Newswise — The work of a Kansas State University professor is

challenging the assumption that genetically engineered plants are the

great scientific and technological revolution in agriculture and the

only efficient and cheap way to feed a growing population.

 

Jianming Yu, an assistant professor of agronomy, is teaming with Rex

Bernardo, a professor of agronomy and plant genetics at the

University of Minnesota, on research with marker-assisted selection.

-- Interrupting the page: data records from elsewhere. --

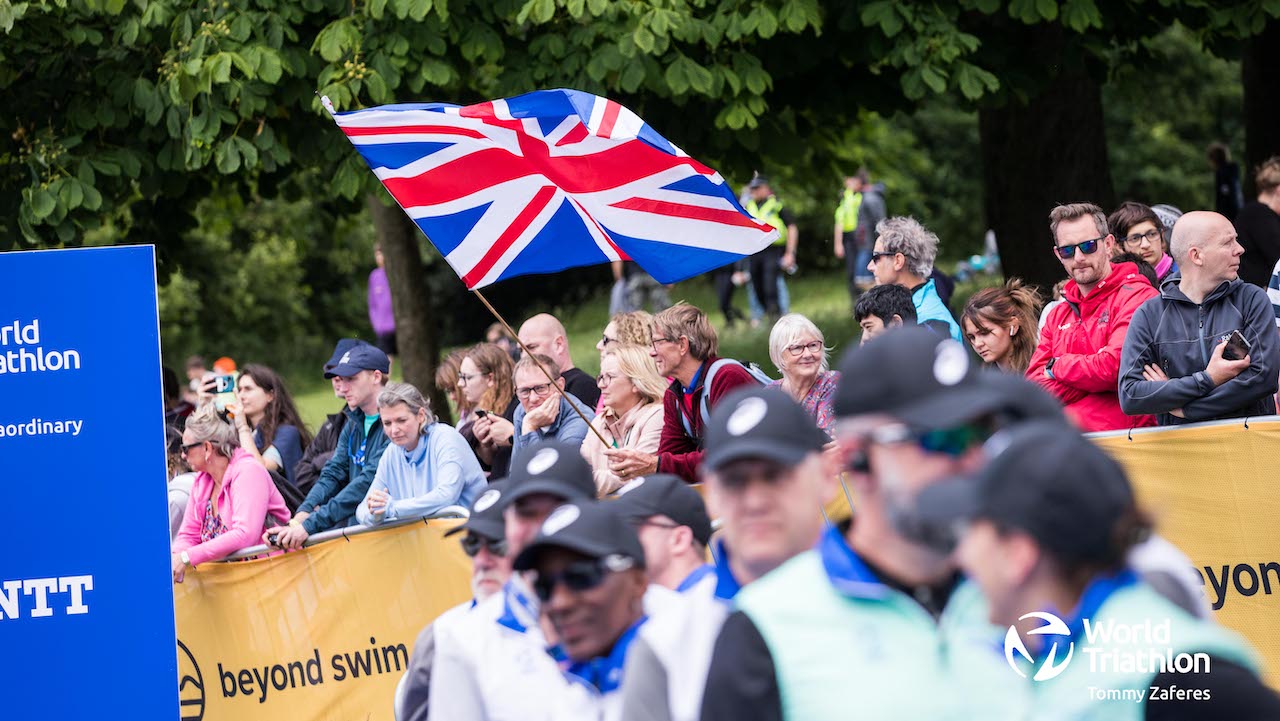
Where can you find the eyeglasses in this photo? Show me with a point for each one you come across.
(534, 391)
(580, 575)
(799, 348)
(472, 543)
(1087, 247)
(1150, 236)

This agricultural technology offers a sophisticated method to greatly

accelerate classical breeding through genetic analysis and selection

of existing natural diversity in various crops without having to

resort to alien species. Currently, marker-assisted selection has

been a routine in many private seed companies with large-scale

fingerprinting, global germplasm assessment and comprehensive

bioinformatics support.

 

Yu's and Bernardo's research is focused on breeding methodology,

finding more efficient ways to breed better varieties of corn,

sorghum, wheat or barley that yield higher, require less irrigation

and are resistant to diseases in farmers' fields. The pair's work was

recently published in an edition of the scientific journal Crop

Science.

 

" With abundant molecular markers that can be routinely processed with

modern genomic technology, we found it is more efficient to focus on

selection based information all across the genome rather than the

traditional way of genomic regions containing signals that pass a

threshold, " Yu said.

 

Their research is " a result of our constant deliberation of how to

incorporate modern genomic technologies into breeding process, a more

general term as genomic-assisted plant breeding, which differs from

what scientists have been doing -- using markers to guide the

introgression of single or multiple disease resistance genes, " Yu

said.

 

" The traditional way is to identify genome regions that show

significant information, " he said. " The new way is to consider all

information genomewide. In other words, we strategically shifted the

focus from finding the most interesting genome areas to considering

all information simultaneously. This is critical, especially given

that most of traits with agricultural importance are controlled by

many interacting genomic regions and their individual effects are

relatively small. "

 

Yu and Bernardo plan to conduct experiments with sorghum in Kansas

and maize in Minnesota.

 

" It will provide breeders, public or private, a powerful tool to

advance their breeding practices, " Yu said.